Je hais ces gens qui, le
lundi matin, répondent, dépités, à la question; «comment ça va
aujourd’hui ?» par: «comme un lundi». Et qui, au contraire, tout sourire
le vendredi, lancent: «comme un vendredi!»
Mais franchement,
aujourd’hui, je vais comme un vendrediiiiiiiiiii et je souris bêtement! Oui et
re-oui! Parce que demain et dimanche pas d’entraînement Boot Camp, et, lorsque
je sortirai de mon lit, il fera jour. Royal, non? Comme quoi, ce défi sportif a
des vertus insoupçonnées, comme celle de m’amener à me réjouir des petits plaisirs de la vie. C’est d’un banal, je sais,
mais ne revient-on pas toujours à la théorie de la relativité?
En plus d’être vendredi,
j’ai droit pour mon dîner à un Private
Boot Camp Burger(s). Notez le pluriel. Je vous en parlerai lundi… Il a
l’air super miam.
Ma condition physique
n’est pas au top cela dit. J’ai réussi à me lever, avec grande peine.

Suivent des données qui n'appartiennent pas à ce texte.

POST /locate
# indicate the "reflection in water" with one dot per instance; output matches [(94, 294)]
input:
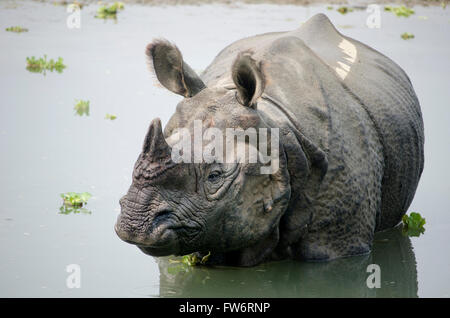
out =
[(346, 277)]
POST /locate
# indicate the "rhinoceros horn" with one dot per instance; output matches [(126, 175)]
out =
[(155, 147), (155, 158)]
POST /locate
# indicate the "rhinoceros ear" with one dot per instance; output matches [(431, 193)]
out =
[(248, 79), (172, 72)]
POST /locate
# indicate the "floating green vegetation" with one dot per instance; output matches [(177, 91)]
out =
[(110, 117), (74, 199), (413, 224), (192, 260), (109, 12), (344, 10), (16, 29), (401, 11), (71, 209), (82, 107), (41, 65), (407, 36)]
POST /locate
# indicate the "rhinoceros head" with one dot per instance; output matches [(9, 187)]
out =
[(228, 208)]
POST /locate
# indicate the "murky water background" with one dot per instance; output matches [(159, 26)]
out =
[(47, 150)]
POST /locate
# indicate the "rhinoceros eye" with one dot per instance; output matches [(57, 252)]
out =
[(214, 176)]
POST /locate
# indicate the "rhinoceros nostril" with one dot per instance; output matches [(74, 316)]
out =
[(161, 217)]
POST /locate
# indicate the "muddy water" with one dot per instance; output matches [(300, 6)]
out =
[(47, 150)]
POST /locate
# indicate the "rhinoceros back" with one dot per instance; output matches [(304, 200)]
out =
[(379, 85), (386, 93)]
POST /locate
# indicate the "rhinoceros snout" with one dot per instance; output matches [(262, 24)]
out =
[(153, 231)]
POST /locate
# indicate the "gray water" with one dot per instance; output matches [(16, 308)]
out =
[(47, 150)]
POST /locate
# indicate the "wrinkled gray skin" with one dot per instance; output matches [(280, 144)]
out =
[(351, 151)]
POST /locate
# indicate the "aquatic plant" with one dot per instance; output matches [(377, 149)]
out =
[(407, 36), (75, 210), (16, 29), (191, 260), (401, 11), (413, 224), (41, 65), (74, 199), (344, 10), (110, 117), (82, 107), (109, 12)]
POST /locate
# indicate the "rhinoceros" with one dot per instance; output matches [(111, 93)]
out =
[(350, 140)]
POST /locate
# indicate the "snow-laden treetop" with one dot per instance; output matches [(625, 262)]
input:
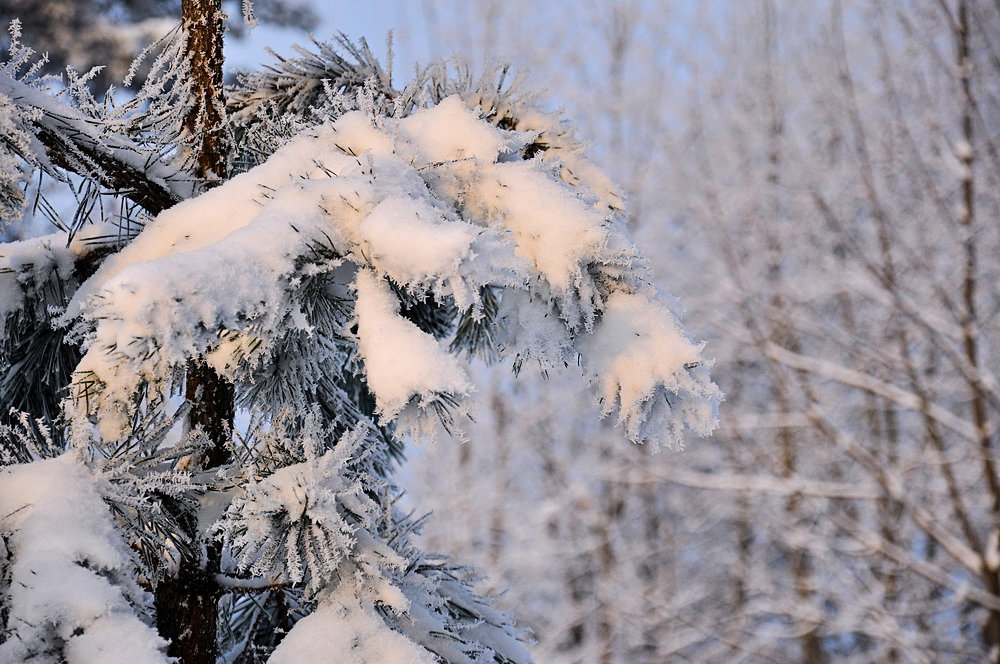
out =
[(440, 207)]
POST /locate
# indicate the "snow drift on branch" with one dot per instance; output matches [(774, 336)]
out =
[(436, 207), (74, 589)]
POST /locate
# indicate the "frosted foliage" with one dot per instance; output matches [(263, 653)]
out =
[(71, 596), (12, 173), (440, 203), (633, 357), (300, 523), (346, 630), (401, 361), (28, 265)]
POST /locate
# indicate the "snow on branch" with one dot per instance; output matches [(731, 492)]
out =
[(71, 595), (435, 208)]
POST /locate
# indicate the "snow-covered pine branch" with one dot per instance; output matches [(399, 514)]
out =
[(438, 203), (374, 239)]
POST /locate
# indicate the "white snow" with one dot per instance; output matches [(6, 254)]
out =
[(422, 201), (642, 362), (346, 630), (70, 571), (402, 362)]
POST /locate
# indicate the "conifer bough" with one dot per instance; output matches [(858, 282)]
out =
[(336, 251)]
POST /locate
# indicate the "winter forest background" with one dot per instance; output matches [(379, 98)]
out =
[(819, 185)]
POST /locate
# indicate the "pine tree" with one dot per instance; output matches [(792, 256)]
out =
[(210, 368)]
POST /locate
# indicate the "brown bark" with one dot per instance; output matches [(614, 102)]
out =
[(187, 604)]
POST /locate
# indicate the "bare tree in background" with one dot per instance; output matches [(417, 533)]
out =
[(827, 186)]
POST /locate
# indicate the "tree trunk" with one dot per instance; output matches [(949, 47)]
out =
[(187, 605)]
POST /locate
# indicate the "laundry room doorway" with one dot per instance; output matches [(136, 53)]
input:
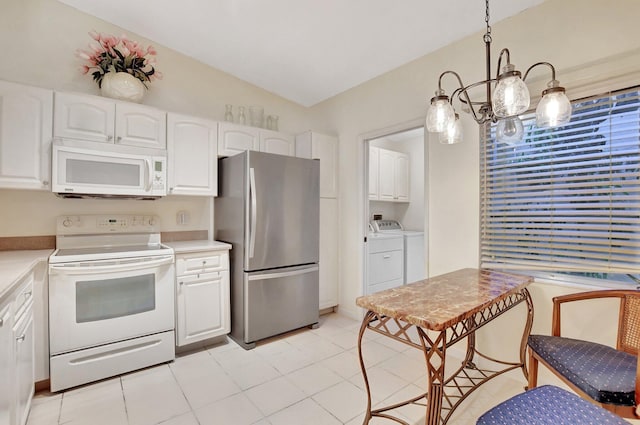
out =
[(395, 208)]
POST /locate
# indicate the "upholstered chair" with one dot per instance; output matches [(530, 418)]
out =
[(606, 376)]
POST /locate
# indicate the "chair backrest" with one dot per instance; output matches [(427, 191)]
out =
[(629, 328)]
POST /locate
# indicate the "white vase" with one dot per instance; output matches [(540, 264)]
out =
[(120, 85)]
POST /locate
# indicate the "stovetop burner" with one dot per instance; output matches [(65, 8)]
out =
[(100, 237)]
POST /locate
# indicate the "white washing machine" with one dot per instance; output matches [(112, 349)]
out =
[(414, 258)]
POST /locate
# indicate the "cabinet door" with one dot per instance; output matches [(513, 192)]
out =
[(374, 159), (83, 117), (23, 334), (138, 125), (203, 307), (26, 121), (279, 143), (41, 321), (192, 146), (386, 175), (328, 253), (233, 139), (401, 177), (6, 364)]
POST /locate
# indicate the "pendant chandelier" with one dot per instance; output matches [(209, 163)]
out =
[(507, 96)]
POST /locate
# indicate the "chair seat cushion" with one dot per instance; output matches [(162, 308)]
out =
[(548, 405), (604, 373)]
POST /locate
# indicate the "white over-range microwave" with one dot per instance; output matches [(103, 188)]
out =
[(93, 169)]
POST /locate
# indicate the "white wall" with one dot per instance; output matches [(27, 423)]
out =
[(38, 40), (571, 34)]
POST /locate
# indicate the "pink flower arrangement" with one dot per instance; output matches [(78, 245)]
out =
[(118, 54)]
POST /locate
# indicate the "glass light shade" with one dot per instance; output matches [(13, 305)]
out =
[(510, 131), (553, 110), (511, 95), (453, 133), (439, 115)]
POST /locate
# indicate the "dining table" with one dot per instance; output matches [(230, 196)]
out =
[(434, 314)]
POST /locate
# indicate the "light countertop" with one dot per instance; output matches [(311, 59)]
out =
[(14, 265), (197, 246)]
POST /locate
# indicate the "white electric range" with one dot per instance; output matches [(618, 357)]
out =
[(111, 298)]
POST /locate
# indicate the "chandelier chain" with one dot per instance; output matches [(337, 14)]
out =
[(487, 35)]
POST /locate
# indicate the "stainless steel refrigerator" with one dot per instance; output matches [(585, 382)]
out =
[(268, 210)]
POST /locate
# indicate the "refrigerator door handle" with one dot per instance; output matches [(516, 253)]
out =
[(266, 276), (254, 214)]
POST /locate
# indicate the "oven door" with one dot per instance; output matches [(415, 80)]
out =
[(103, 301)]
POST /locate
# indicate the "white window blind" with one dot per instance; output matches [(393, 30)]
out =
[(568, 198)]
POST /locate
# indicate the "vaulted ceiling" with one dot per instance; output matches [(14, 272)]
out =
[(303, 50)]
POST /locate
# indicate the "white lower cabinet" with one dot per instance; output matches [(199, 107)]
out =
[(386, 262), (202, 296), (17, 354), (6, 364), (23, 361)]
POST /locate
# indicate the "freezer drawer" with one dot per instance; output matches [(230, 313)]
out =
[(280, 300)]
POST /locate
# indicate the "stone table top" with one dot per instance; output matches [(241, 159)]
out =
[(442, 301)]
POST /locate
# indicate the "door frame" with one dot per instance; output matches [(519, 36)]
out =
[(363, 222)]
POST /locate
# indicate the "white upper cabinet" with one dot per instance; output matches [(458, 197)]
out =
[(98, 119), (138, 125), (234, 138), (26, 116), (401, 180), (374, 180), (387, 190), (325, 148), (192, 145), (393, 176), (279, 143)]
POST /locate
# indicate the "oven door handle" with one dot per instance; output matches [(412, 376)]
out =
[(111, 266)]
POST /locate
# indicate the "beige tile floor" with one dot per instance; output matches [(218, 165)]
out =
[(308, 377)]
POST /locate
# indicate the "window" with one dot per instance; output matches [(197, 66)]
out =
[(567, 199)]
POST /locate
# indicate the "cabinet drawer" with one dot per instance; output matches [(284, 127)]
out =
[(202, 262), (24, 295)]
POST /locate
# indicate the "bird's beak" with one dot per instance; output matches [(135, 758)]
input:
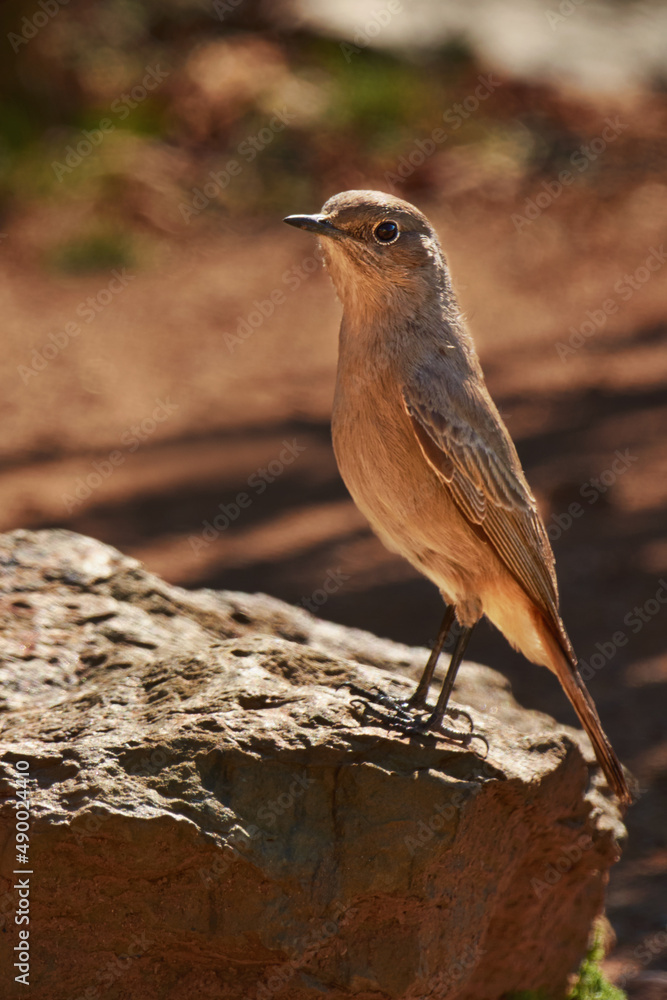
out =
[(315, 224)]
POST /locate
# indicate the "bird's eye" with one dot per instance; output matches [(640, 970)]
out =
[(386, 232)]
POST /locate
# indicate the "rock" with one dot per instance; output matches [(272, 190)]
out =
[(212, 818)]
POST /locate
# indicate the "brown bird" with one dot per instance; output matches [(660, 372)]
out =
[(424, 452)]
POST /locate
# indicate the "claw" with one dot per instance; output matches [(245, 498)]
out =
[(402, 721)]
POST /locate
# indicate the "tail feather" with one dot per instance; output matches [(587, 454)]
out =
[(573, 684)]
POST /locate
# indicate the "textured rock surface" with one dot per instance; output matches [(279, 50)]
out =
[(212, 819)]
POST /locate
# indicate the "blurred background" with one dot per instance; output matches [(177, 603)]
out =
[(169, 347)]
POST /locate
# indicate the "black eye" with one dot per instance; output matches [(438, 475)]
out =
[(386, 232)]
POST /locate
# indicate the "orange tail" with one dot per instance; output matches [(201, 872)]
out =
[(573, 684)]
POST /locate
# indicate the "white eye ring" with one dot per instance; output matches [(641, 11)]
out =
[(390, 229)]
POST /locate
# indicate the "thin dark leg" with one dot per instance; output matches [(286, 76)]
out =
[(457, 656), (418, 699)]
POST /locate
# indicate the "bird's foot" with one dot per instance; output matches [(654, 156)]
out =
[(402, 718)]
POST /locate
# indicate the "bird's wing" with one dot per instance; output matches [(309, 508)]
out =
[(468, 446)]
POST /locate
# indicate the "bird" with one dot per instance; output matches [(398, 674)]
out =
[(425, 454)]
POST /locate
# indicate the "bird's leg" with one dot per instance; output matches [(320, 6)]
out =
[(418, 699), (435, 720)]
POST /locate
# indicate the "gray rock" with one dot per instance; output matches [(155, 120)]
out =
[(211, 815)]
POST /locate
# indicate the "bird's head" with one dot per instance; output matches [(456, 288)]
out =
[(375, 246)]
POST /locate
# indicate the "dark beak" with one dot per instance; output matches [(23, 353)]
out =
[(315, 224)]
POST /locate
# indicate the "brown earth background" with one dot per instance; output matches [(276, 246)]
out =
[(167, 395)]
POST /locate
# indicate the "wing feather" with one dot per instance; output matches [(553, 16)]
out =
[(471, 451)]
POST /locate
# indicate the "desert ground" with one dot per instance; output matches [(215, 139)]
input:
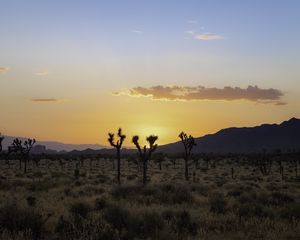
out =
[(226, 197)]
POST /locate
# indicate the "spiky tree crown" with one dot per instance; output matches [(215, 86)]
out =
[(25, 148), (188, 142), (111, 139), (152, 146)]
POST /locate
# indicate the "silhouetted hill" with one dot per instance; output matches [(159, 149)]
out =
[(57, 146), (284, 136)]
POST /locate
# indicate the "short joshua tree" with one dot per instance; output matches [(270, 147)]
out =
[(23, 149), (117, 145), (144, 153), (188, 143)]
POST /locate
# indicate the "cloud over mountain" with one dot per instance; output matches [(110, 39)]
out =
[(187, 93)]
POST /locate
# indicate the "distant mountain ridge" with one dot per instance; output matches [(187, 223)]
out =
[(284, 136), (271, 137), (57, 146)]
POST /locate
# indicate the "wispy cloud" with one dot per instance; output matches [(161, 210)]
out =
[(44, 100), (209, 37), (42, 73), (191, 32), (4, 69), (136, 31), (186, 93), (192, 21)]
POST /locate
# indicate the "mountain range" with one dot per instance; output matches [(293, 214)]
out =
[(57, 146), (271, 137)]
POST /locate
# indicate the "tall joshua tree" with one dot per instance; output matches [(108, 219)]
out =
[(188, 143), (23, 149), (117, 145), (144, 153)]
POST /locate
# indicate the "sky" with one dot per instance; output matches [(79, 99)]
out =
[(72, 71)]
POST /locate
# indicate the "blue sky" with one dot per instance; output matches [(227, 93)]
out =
[(80, 52)]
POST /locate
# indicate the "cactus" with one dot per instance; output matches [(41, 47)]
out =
[(1, 139), (265, 164), (144, 154), (117, 145), (188, 143), (23, 149)]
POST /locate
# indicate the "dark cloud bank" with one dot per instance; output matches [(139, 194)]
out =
[(251, 93)]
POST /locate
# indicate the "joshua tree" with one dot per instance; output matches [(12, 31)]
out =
[(265, 164), (188, 143), (144, 154), (23, 149), (1, 139), (117, 145)]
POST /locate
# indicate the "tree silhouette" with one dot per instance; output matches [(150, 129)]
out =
[(1, 139), (117, 145), (188, 143), (144, 153), (23, 149)]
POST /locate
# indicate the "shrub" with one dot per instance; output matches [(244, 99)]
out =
[(117, 216), (218, 203), (80, 210), (184, 225), (14, 219), (149, 224), (291, 212)]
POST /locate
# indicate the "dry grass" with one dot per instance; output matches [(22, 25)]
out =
[(49, 202)]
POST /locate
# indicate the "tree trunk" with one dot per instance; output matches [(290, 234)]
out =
[(144, 171), (119, 165), (25, 165), (186, 172)]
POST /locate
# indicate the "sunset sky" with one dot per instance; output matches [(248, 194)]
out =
[(72, 71)]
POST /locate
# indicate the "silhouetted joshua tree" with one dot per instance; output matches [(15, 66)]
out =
[(23, 149), (1, 139), (265, 164), (188, 143), (144, 154), (117, 145)]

Il faut
dire que j’avais passé la soirée à refaire le monde avec une amie jusque tard. Heureusement,
Michel, notre instructeur du jour, nous a ménagé. Merci Michel! Mais Michel, si
tu me lis, j’ai tellement honte. Pourquoi? Tu nous as imposé un exercice qui
consistait à s’allonger sur le dos et à se relever, un nombre indécent de fois.
Tu as très consciencieusement pris le temps de décortiquer le mouvement avec
moi, voyant que je peinais et que je m’aidais de mes petits bras. J’ai réalisé
avec effroi que je n’arrivais quasiment pas à me lever d’un coup sans l’aide ni
de mes mains, ni sans l’appui de mes genoux. Et ça, ça ce n’est juste pas
possible. J’ai l’impression d’être Nathalie (Josiane Balasko) dans les Bronzés font du ski. Ce week-end, finalement
je crois que je ne vais pas faire de trêve sportive totale mais tout de même en
bonne élève m’exercer à me lever ça et là…Happy end of week et à lundi!